Hull Daily Mail

The fed-up vocal locals of last year

FROM SAUCY KETCHUP TO PEDALOS POND PALAVA

- By GREGORY FORD gregory.ford@reachplc.com @Fordwrit

HERE at the Mail we get a lot of angry emails and phone calls and sometimes they’re from people hoping that we might be able to help them out of a predicamen­t.

We’ve helped consumers that have been sold short, tenants in terrible conditions, citizens who have been scammed and many more to find the answers or resolution­s that they need.

We’ve helped people highlight many problems - from the man who had possibly the only car that We Buy Any Car would not buy to the gran living in a pigeon poo nightmare.

Below is a list of the most ticked-off Hull residents of the year so far:

1 Man outraged by ‘sexual’ Pizza Hut ketchup label

Back in October, Adrian Shann came to us in disgust after a visit to Pizza Hut where he found condiments labelled with “sexual” words.

Adrian, 31, went to a Pizza Hut for the first time on a Wednesday evening and was taken aback by a ketchup bottle’s labelling.

“It’s not innocent in my eyes,” said Adrian of the ‘Shake, Squeeze and Squirt’ ketchup label branding he discovered in Pizza Hut’s store in Clive Sullivan Way.

“The barbecue sauce one said ‘Squeeze,’ but the ketchup one said that, it put me off using it.

“It literally sounds like an app for swingers. I do not understand how someone could put that sentence together, it’s awful.”

2 Djing Hull mum accused of fake eyelash theft

Djing mum-of-two Vicki-anna Peterson said it was like “a punch in the stomach” when she returned home after purchasing some fake eyelashes at a beauty shop to see the owner had posted CCTV images of her on Facebook, accusing her of “stealing” the products.

Local hairdresse­r Vicki-anna feared her “respectful reputation was in tatters” after she went to Boss Beauty on Holderness Road, in east Hull, to “get pretty” but instead had her reputation and pride “hurt” when the beauty salon owner posted photograph­s of her to Facebook, accusing her of stealing goods from her shop.

3 Hull couple’s romantic night is ruined after lightning strike fries TV

In July, a Hull mum said she and her family had been left shaken after their home was struck by lightning which “came out of nowhere”.

Michaela Baldwin, 31, who was 21 weeks pregnant, was a self-confessed thunder lover before her Sky box “blew up” leaving her home damaged.

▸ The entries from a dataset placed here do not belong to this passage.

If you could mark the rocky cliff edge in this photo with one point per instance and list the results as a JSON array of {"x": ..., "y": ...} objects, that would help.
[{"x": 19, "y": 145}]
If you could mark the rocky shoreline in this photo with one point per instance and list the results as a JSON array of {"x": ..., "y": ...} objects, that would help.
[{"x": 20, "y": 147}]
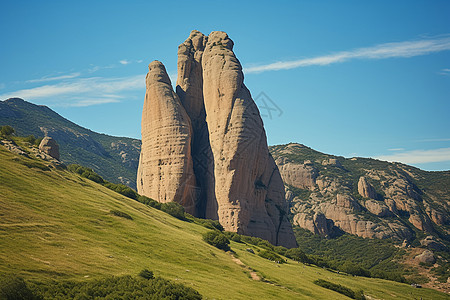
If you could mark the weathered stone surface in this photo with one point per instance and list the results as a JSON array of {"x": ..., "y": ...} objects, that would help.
[
  {"x": 365, "y": 189},
  {"x": 165, "y": 171},
  {"x": 49, "y": 146},
  {"x": 228, "y": 165},
  {"x": 426, "y": 257}
]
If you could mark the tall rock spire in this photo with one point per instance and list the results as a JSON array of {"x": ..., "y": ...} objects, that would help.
[{"x": 236, "y": 179}]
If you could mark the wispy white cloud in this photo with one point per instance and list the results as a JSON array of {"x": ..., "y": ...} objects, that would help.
[
  {"x": 83, "y": 91},
  {"x": 419, "y": 156},
  {"x": 381, "y": 51},
  {"x": 55, "y": 78}
]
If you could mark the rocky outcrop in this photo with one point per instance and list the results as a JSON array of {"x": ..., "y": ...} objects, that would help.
[
  {"x": 377, "y": 208},
  {"x": 342, "y": 190},
  {"x": 365, "y": 189},
  {"x": 165, "y": 169},
  {"x": 225, "y": 154},
  {"x": 49, "y": 146}
]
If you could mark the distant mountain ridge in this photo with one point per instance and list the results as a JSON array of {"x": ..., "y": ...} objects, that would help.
[
  {"x": 114, "y": 158},
  {"x": 362, "y": 196}
]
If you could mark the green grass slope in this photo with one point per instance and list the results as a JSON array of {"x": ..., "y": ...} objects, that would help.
[
  {"x": 57, "y": 225},
  {"x": 112, "y": 157}
]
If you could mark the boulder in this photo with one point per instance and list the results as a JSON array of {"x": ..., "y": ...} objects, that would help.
[
  {"x": 427, "y": 257},
  {"x": 165, "y": 171},
  {"x": 205, "y": 146}
]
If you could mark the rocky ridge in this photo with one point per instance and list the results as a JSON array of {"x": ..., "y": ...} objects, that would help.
[
  {"x": 208, "y": 145},
  {"x": 365, "y": 197},
  {"x": 114, "y": 158}
]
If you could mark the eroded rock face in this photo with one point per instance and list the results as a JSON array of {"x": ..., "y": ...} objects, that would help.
[
  {"x": 49, "y": 146},
  {"x": 234, "y": 177},
  {"x": 165, "y": 171}
]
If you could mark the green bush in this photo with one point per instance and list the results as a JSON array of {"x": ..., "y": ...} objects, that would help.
[
  {"x": 353, "y": 269},
  {"x": 148, "y": 201},
  {"x": 13, "y": 287},
  {"x": 208, "y": 223},
  {"x": 340, "y": 289},
  {"x": 270, "y": 255},
  {"x": 121, "y": 214},
  {"x": 122, "y": 189},
  {"x": 30, "y": 139},
  {"x": 38, "y": 141},
  {"x": 174, "y": 209},
  {"x": 6, "y": 130},
  {"x": 30, "y": 163},
  {"x": 86, "y": 173},
  {"x": 217, "y": 239},
  {"x": 298, "y": 255}
]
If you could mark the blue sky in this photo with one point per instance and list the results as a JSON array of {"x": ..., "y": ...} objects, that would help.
[{"x": 350, "y": 78}]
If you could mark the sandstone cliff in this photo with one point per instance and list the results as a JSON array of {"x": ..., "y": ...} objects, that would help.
[
  {"x": 235, "y": 179},
  {"x": 114, "y": 158},
  {"x": 165, "y": 169}
]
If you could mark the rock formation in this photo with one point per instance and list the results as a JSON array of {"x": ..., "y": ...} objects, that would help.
[
  {"x": 50, "y": 147},
  {"x": 212, "y": 136}
]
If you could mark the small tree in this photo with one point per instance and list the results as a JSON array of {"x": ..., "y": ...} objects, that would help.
[{"x": 146, "y": 274}]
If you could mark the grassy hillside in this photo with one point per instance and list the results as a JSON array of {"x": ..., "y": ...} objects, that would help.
[
  {"x": 57, "y": 225},
  {"x": 115, "y": 158}
]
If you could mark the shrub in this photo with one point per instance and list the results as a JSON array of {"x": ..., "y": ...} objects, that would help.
[
  {"x": 122, "y": 189},
  {"x": 217, "y": 239},
  {"x": 270, "y": 255},
  {"x": 38, "y": 141},
  {"x": 13, "y": 287},
  {"x": 121, "y": 214},
  {"x": 146, "y": 274},
  {"x": 6, "y": 130},
  {"x": 340, "y": 289},
  {"x": 174, "y": 209},
  {"x": 208, "y": 223},
  {"x": 86, "y": 173},
  {"x": 353, "y": 269},
  {"x": 34, "y": 164}
]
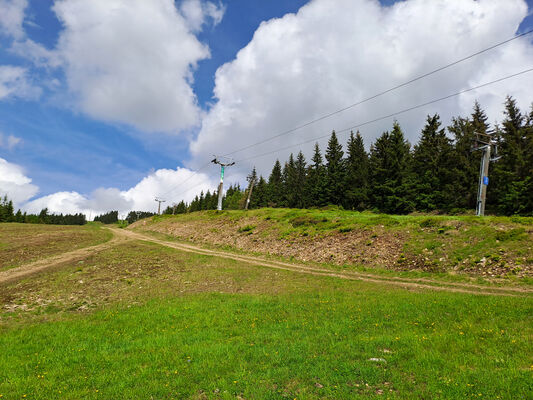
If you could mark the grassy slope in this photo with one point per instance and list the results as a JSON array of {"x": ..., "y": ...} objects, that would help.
[
  {"x": 164, "y": 324},
  {"x": 490, "y": 246},
  {"x": 23, "y": 243}
]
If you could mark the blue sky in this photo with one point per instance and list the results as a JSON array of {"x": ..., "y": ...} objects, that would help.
[
  {"x": 65, "y": 150},
  {"x": 64, "y": 147}
]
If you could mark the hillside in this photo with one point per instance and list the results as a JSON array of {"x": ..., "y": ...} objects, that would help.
[
  {"x": 145, "y": 315},
  {"x": 493, "y": 247}
]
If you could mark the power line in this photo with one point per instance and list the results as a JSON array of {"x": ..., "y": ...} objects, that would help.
[
  {"x": 380, "y": 94},
  {"x": 195, "y": 172},
  {"x": 365, "y": 123},
  {"x": 393, "y": 114}
]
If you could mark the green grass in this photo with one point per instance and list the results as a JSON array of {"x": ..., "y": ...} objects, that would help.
[
  {"x": 494, "y": 247},
  {"x": 165, "y": 324}
]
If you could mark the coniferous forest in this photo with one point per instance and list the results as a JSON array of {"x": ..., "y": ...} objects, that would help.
[{"x": 438, "y": 173}]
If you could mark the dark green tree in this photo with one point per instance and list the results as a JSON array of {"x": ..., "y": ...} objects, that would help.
[
  {"x": 512, "y": 173},
  {"x": 335, "y": 171},
  {"x": 466, "y": 170},
  {"x": 316, "y": 180},
  {"x": 275, "y": 186},
  {"x": 356, "y": 183},
  {"x": 289, "y": 183},
  {"x": 389, "y": 166},
  {"x": 432, "y": 168}
]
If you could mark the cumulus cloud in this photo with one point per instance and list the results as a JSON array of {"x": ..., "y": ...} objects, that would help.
[
  {"x": 12, "y": 17},
  {"x": 334, "y": 53},
  {"x": 198, "y": 12},
  {"x": 140, "y": 197},
  {"x": 14, "y": 183},
  {"x": 14, "y": 82},
  {"x": 131, "y": 61}
]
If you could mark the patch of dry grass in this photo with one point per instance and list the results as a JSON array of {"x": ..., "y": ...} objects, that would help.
[{"x": 24, "y": 243}]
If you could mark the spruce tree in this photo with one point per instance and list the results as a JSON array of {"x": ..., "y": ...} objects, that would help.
[
  {"x": 300, "y": 178},
  {"x": 289, "y": 183},
  {"x": 510, "y": 174},
  {"x": 316, "y": 180},
  {"x": 466, "y": 170},
  {"x": 389, "y": 166},
  {"x": 275, "y": 186},
  {"x": 335, "y": 171},
  {"x": 356, "y": 184},
  {"x": 432, "y": 168}
]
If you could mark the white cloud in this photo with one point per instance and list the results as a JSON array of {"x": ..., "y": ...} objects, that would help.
[
  {"x": 36, "y": 53},
  {"x": 14, "y": 183},
  {"x": 197, "y": 12},
  {"x": 140, "y": 197},
  {"x": 12, "y": 17},
  {"x": 14, "y": 82},
  {"x": 10, "y": 142},
  {"x": 334, "y": 53},
  {"x": 131, "y": 61}
]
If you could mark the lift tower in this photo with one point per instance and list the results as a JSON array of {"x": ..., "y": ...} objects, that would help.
[
  {"x": 223, "y": 162},
  {"x": 485, "y": 143}
]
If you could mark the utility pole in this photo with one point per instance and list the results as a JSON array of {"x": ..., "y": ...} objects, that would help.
[
  {"x": 249, "y": 194},
  {"x": 484, "y": 143},
  {"x": 228, "y": 163},
  {"x": 159, "y": 206}
]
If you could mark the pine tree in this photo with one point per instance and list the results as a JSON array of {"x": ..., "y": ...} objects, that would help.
[
  {"x": 466, "y": 170},
  {"x": 335, "y": 171},
  {"x": 275, "y": 186},
  {"x": 356, "y": 184},
  {"x": 432, "y": 168},
  {"x": 289, "y": 183},
  {"x": 301, "y": 200},
  {"x": 389, "y": 166},
  {"x": 316, "y": 180},
  {"x": 511, "y": 172}
]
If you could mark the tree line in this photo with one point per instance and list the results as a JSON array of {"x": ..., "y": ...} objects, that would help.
[
  {"x": 7, "y": 214},
  {"x": 439, "y": 173}
]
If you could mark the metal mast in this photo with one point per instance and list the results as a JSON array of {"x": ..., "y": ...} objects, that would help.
[
  {"x": 484, "y": 142},
  {"x": 228, "y": 162},
  {"x": 159, "y": 206}
]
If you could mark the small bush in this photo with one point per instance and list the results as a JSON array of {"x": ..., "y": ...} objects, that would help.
[
  {"x": 429, "y": 222},
  {"x": 306, "y": 220},
  {"x": 246, "y": 228},
  {"x": 513, "y": 234}
]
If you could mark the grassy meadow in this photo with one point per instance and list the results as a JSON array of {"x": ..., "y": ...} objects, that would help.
[
  {"x": 454, "y": 247},
  {"x": 148, "y": 322}
]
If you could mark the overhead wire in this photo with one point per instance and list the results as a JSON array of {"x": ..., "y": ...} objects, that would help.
[
  {"x": 323, "y": 117},
  {"x": 392, "y": 114}
]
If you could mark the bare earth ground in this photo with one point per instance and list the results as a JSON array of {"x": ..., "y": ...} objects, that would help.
[
  {"x": 56, "y": 261},
  {"x": 122, "y": 236},
  {"x": 378, "y": 246},
  {"x": 24, "y": 243}
]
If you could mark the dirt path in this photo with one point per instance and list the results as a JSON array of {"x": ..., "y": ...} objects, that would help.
[
  {"x": 51, "y": 262},
  {"x": 402, "y": 282},
  {"x": 122, "y": 235}
]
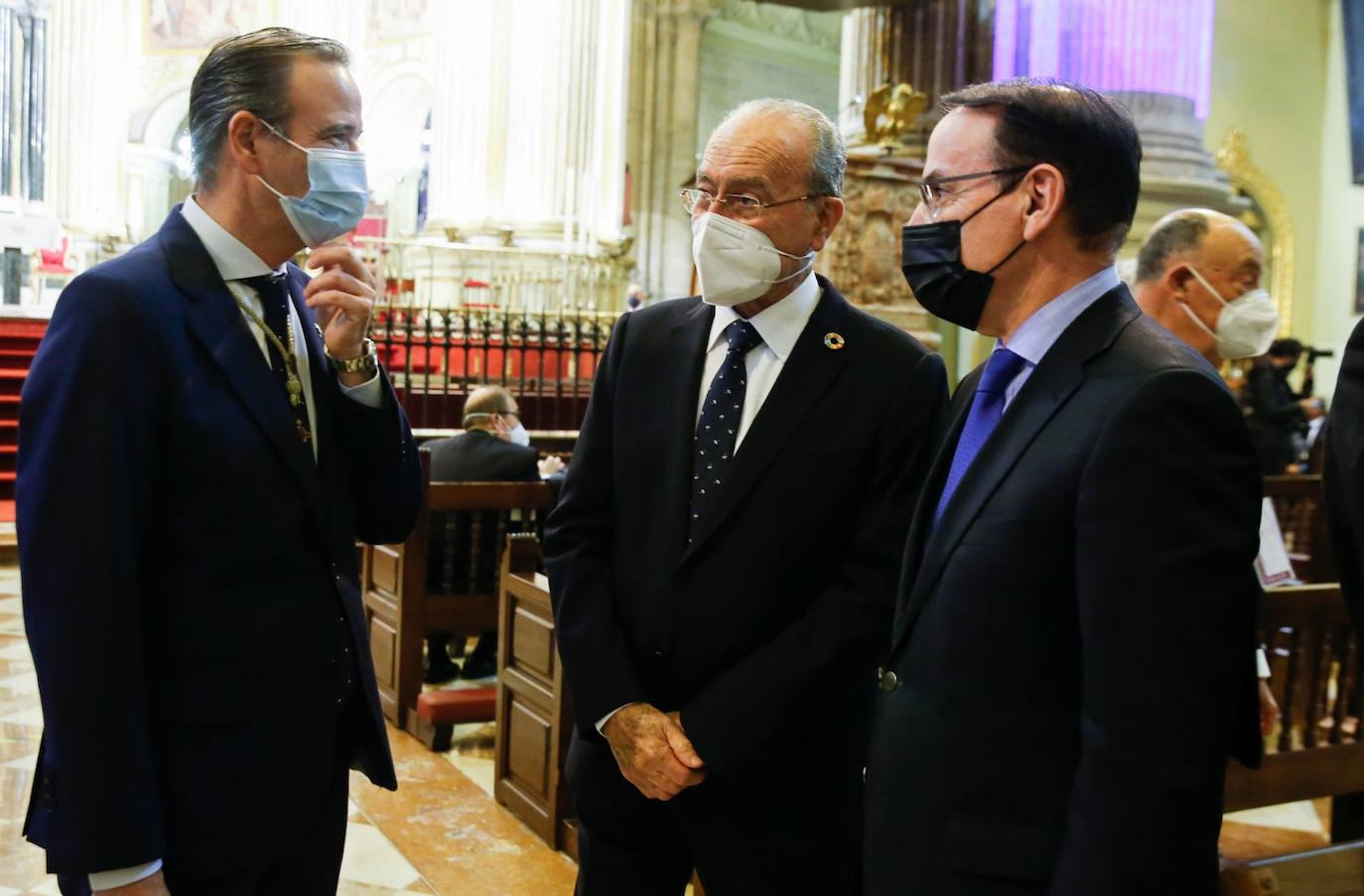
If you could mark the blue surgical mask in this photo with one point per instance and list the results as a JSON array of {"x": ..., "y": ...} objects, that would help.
[{"x": 339, "y": 192}]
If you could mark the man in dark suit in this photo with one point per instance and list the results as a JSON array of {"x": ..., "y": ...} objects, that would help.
[
  {"x": 725, "y": 551},
  {"x": 1072, "y": 658},
  {"x": 494, "y": 448},
  {"x": 204, "y": 436},
  {"x": 1344, "y": 474}
]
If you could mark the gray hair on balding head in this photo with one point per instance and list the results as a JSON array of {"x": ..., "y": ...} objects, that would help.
[
  {"x": 830, "y": 154},
  {"x": 1176, "y": 233}
]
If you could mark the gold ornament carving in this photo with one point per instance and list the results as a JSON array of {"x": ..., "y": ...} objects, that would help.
[{"x": 1248, "y": 179}]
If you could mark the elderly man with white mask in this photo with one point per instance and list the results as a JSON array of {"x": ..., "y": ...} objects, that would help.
[{"x": 723, "y": 557}]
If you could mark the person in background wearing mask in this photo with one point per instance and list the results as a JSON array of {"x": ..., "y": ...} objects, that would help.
[
  {"x": 1191, "y": 259},
  {"x": 494, "y": 448},
  {"x": 1072, "y": 658},
  {"x": 204, "y": 436},
  {"x": 1276, "y": 414},
  {"x": 1198, "y": 273},
  {"x": 725, "y": 553}
]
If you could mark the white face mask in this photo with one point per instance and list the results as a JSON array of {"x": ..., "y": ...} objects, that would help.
[
  {"x": 737, "y": 262},
  {"x": 1246, "y": 324}
]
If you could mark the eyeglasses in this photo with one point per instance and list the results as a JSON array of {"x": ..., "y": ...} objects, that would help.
[
  {"x": 743, "y": 206},
  {"x": 930, "y": 189}
]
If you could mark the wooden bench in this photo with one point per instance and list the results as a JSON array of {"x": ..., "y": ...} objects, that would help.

The mum, who also has a ten-yearold son, planned a romantic evening with partner Lee Clark at their Dorset Street home before it was hit by the bolt.

4 Hull wildlife enthusiast pleads ‘don’t put pedalos in our pond’

One from November when a local wildlife enthusiast urged the council “don’t put pedalos back” in a popular Hull park pond.

Tony Eldred-parkinson lives next to Pickering Park and believes that a council environmen­t report shows bringing back boats would harm wildlife.

Boats were last in the water in Pickering Park in 1976 and the water boasts sightings of kingfisher­s and goosanders.

5 Hull gran in ‘living nightmare’ as pigeons cover her home in poo

In April a Hull grandma spoke of her distress after pigeons had blighted her garden with poo for more than four years.

Louise Johnson, 48, of west Hull said the situation was a “nightmare come true” and was “absolutely disgusted” that the council had not fixed the problem.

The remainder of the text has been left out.